FACTS:
Petitioner Hidalgo Enterprises, Inc. "was the
owner of an ice-plant factory in the City of San Pablo, Laguna, in whose
premises were installed two tanks full of water, nine feet deep, for cooling
purposes of its engine. While the factory compound was surrounded with fence,
the tanks themselves were not provided with any kind of fence or top covers.
The edges of the tanks were barely a foot high from the surface of the ground.
Through the wide gate entrance, which is continually open, motor vehicles
hauling ice and persons buying said commodity passed, and anyone could easily
enter the said factory, as he pleased. There was no guard assigned on the gate.
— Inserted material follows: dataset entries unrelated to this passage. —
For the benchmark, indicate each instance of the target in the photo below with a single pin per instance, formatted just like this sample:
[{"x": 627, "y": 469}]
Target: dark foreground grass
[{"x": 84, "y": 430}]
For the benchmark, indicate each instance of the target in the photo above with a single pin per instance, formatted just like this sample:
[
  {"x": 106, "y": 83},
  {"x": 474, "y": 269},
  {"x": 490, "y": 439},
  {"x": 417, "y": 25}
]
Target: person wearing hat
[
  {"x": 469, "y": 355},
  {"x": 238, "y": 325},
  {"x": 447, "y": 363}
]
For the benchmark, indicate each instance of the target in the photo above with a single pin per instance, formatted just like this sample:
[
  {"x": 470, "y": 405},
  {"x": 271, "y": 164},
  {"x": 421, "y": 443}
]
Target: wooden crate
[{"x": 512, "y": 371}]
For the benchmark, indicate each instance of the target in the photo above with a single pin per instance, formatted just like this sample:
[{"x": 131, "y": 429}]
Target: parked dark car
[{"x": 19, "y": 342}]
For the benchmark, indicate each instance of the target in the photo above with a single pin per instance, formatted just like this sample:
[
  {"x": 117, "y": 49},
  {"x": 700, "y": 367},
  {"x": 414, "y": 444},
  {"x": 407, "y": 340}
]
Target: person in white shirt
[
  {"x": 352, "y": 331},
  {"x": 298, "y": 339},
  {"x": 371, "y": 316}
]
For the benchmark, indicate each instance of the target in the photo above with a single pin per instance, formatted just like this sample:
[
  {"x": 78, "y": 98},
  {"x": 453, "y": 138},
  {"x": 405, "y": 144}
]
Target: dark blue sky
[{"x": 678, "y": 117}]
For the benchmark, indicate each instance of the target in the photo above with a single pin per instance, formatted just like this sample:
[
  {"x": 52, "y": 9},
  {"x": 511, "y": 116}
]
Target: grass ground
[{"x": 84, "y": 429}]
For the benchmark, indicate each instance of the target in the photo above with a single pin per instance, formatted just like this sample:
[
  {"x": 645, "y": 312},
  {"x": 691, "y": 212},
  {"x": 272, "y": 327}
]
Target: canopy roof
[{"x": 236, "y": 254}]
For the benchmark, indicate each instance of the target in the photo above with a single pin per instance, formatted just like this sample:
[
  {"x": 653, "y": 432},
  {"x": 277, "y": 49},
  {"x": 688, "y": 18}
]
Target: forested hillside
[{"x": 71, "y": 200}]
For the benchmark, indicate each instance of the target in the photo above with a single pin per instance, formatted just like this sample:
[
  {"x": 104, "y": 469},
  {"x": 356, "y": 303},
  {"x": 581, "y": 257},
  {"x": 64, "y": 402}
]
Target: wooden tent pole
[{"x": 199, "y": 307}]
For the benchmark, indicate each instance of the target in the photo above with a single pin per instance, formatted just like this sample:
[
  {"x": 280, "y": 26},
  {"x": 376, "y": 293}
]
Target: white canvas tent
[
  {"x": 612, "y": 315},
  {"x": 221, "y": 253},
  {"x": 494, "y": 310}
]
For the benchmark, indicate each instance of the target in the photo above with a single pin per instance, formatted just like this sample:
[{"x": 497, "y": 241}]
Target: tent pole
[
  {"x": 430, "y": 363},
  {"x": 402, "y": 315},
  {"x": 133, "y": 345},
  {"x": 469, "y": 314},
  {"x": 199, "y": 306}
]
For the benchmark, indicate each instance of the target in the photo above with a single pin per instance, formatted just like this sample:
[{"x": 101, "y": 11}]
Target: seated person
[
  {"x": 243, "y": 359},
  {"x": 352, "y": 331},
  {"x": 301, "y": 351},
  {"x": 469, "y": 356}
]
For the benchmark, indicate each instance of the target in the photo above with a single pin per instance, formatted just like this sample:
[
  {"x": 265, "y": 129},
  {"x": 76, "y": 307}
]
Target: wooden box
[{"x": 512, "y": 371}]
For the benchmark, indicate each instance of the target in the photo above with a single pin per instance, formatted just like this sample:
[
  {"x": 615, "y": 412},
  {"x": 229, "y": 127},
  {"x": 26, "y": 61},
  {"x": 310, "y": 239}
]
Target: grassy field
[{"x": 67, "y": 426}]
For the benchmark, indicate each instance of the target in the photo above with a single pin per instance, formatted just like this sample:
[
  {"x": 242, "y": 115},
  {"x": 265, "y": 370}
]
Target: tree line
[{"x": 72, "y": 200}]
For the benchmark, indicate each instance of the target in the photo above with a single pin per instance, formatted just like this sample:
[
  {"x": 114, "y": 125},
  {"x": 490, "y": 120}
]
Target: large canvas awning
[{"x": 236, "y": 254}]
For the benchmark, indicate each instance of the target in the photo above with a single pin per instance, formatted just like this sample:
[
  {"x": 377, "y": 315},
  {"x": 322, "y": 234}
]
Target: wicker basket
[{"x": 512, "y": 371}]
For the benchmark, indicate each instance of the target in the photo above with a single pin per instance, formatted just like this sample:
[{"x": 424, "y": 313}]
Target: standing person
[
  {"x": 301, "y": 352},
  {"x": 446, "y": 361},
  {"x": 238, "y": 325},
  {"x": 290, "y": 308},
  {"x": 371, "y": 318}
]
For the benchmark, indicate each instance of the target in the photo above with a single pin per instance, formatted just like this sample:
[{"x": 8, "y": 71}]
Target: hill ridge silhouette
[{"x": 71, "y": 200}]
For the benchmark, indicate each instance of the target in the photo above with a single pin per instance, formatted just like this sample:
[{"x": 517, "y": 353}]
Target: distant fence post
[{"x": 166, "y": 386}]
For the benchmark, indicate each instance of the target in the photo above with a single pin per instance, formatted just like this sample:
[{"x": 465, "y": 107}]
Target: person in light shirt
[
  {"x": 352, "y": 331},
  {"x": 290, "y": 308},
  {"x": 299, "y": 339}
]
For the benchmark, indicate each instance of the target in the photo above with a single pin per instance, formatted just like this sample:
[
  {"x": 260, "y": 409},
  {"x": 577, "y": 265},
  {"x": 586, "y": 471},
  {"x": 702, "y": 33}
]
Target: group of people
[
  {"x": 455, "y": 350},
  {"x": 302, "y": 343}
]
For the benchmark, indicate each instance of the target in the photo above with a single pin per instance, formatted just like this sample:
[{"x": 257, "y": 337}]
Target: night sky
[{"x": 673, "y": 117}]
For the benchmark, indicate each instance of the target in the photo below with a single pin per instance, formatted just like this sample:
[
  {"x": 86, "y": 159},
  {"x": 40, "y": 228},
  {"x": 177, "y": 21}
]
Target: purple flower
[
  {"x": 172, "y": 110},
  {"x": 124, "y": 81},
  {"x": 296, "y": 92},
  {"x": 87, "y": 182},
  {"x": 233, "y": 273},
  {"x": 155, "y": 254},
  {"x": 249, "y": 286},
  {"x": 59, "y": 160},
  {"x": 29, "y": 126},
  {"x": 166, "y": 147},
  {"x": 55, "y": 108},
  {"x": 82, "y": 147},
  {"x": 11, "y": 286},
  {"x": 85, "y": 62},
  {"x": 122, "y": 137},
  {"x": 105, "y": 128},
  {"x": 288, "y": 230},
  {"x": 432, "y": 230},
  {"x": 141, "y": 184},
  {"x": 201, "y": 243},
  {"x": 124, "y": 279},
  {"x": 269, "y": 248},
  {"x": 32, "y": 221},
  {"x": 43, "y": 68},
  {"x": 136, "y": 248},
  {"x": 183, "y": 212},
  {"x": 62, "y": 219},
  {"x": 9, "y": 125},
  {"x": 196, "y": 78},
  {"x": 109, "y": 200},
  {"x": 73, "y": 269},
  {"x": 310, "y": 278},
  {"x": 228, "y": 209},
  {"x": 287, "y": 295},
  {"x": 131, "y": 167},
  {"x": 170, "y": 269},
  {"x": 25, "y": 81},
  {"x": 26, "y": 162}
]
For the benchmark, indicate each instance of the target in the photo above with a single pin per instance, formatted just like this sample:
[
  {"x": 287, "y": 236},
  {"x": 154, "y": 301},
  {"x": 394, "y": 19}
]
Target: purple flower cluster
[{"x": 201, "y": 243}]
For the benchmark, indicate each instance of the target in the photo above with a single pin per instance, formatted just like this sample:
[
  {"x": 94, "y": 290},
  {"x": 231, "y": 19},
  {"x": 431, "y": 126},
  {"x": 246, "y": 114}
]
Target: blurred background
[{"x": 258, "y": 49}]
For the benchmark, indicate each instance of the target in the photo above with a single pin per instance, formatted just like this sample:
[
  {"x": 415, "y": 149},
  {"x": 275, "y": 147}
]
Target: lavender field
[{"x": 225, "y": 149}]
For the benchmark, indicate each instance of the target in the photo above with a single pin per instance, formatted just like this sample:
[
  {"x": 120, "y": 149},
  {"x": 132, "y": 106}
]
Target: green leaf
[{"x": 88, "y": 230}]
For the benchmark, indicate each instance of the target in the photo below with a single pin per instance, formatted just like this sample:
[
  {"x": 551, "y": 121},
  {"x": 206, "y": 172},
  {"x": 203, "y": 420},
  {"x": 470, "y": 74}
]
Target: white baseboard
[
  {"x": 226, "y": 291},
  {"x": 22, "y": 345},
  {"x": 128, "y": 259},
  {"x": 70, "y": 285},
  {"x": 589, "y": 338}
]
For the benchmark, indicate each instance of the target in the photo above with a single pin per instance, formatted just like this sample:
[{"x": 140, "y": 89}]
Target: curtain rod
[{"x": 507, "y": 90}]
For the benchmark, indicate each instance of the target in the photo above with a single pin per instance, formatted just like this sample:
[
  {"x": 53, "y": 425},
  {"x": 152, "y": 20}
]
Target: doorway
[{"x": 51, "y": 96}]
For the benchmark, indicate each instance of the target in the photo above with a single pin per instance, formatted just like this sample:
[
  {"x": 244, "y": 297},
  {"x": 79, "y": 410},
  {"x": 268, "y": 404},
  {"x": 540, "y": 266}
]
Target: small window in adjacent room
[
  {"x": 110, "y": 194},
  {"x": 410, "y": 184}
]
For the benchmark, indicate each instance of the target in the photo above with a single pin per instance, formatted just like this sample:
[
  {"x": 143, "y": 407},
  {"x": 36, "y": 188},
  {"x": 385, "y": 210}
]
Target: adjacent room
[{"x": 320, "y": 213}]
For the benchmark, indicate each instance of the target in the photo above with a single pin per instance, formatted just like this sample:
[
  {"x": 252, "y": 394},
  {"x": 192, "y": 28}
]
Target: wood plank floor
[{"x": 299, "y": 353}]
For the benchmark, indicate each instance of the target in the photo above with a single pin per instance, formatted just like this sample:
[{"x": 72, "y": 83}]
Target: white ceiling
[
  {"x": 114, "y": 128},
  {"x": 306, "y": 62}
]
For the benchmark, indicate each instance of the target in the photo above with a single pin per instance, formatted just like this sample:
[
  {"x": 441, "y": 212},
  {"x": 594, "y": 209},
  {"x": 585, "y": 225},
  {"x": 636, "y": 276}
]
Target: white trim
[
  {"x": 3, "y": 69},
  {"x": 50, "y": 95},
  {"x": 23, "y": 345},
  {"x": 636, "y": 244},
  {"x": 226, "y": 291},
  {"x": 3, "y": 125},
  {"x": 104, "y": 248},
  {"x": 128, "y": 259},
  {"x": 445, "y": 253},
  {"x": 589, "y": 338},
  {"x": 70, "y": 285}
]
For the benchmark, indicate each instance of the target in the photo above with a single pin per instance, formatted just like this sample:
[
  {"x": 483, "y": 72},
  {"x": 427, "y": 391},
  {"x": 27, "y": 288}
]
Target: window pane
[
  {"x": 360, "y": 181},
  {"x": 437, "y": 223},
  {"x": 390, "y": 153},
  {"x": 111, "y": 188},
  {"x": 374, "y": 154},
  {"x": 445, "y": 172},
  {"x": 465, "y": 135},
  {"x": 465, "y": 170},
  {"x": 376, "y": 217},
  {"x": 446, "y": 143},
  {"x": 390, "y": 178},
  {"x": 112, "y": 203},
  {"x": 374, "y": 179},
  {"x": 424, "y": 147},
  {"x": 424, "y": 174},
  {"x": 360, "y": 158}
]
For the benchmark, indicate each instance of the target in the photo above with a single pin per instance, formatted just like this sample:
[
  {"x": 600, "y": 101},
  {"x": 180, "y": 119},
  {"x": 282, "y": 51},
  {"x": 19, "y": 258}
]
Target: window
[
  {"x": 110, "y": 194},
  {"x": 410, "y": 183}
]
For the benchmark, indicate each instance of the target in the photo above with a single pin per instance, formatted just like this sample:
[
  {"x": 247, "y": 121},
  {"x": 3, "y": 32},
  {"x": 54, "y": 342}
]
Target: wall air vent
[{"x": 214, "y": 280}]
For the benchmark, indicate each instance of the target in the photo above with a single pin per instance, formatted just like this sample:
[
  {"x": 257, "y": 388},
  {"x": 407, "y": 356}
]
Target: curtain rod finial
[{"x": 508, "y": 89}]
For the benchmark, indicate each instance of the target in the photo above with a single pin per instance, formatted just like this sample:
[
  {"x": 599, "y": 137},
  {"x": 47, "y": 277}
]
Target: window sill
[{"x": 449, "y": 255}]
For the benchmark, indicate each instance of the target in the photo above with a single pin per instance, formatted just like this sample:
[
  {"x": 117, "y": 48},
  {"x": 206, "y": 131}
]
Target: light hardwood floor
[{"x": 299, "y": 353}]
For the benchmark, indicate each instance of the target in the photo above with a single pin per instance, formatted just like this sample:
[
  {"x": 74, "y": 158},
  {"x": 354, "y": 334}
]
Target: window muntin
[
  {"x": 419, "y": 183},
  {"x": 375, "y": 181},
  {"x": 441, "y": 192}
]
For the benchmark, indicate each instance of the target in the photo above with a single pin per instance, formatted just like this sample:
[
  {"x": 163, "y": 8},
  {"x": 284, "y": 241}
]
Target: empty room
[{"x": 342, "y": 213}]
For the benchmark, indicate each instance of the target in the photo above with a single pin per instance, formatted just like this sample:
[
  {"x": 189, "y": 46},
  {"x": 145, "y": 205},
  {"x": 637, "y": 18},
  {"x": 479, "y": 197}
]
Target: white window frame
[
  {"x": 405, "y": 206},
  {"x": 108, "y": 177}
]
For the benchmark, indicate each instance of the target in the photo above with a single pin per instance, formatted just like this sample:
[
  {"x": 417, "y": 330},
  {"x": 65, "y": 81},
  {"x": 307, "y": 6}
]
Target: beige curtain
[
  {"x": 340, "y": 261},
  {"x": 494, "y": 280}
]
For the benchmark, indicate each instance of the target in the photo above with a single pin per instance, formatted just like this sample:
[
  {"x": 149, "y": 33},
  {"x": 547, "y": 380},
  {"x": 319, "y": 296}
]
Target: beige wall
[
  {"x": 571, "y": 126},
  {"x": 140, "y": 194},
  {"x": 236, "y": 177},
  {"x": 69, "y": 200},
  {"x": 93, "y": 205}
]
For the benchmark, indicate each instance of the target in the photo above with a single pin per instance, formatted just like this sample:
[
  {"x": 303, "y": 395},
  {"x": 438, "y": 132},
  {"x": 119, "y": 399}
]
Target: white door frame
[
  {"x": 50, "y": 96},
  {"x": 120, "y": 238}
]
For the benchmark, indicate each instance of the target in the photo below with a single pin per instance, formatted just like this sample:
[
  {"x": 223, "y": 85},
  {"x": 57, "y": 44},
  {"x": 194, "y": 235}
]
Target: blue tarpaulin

At about noon of April 16, 1948, plaintiff's son, Mario Balandan, a boy barely
8 years old, while playing with and in company of other boys of his age entered
the factory premises through the gate, to take a bath in one of said tanks; and
while thus bathing, Mario sank to the bottom of the tank, only to be fished out
later, already a cadaver, having been died of "asphyxia secondary to
drowning."
ISSUE:
Whether or not the petitioner's tanks are
attractive nuisance.
DECISION:
The tanks are not attractive nuisance, thus
petitioner Hidalgo Enterprises, Inc. is absolved from liability. The attractive
nuisance doctrine generally is not applicable to bodies of water, artificial as
well as natural, in the absence of some unusual condition or artificial feature
other than the mere water and its location. Nature has created streams, lakes and
pools which attract children. Lurking in their waters is always the danger of
drowning. Against this danger children are early instructed so that they are
sufficiently presumed to know the danger; and if the owner of private property
creates an artificial pool on his own property, merely duplicating the work of
nature without adding any new danger . . . (he) is not liable because of having
created an "attractive nuisance."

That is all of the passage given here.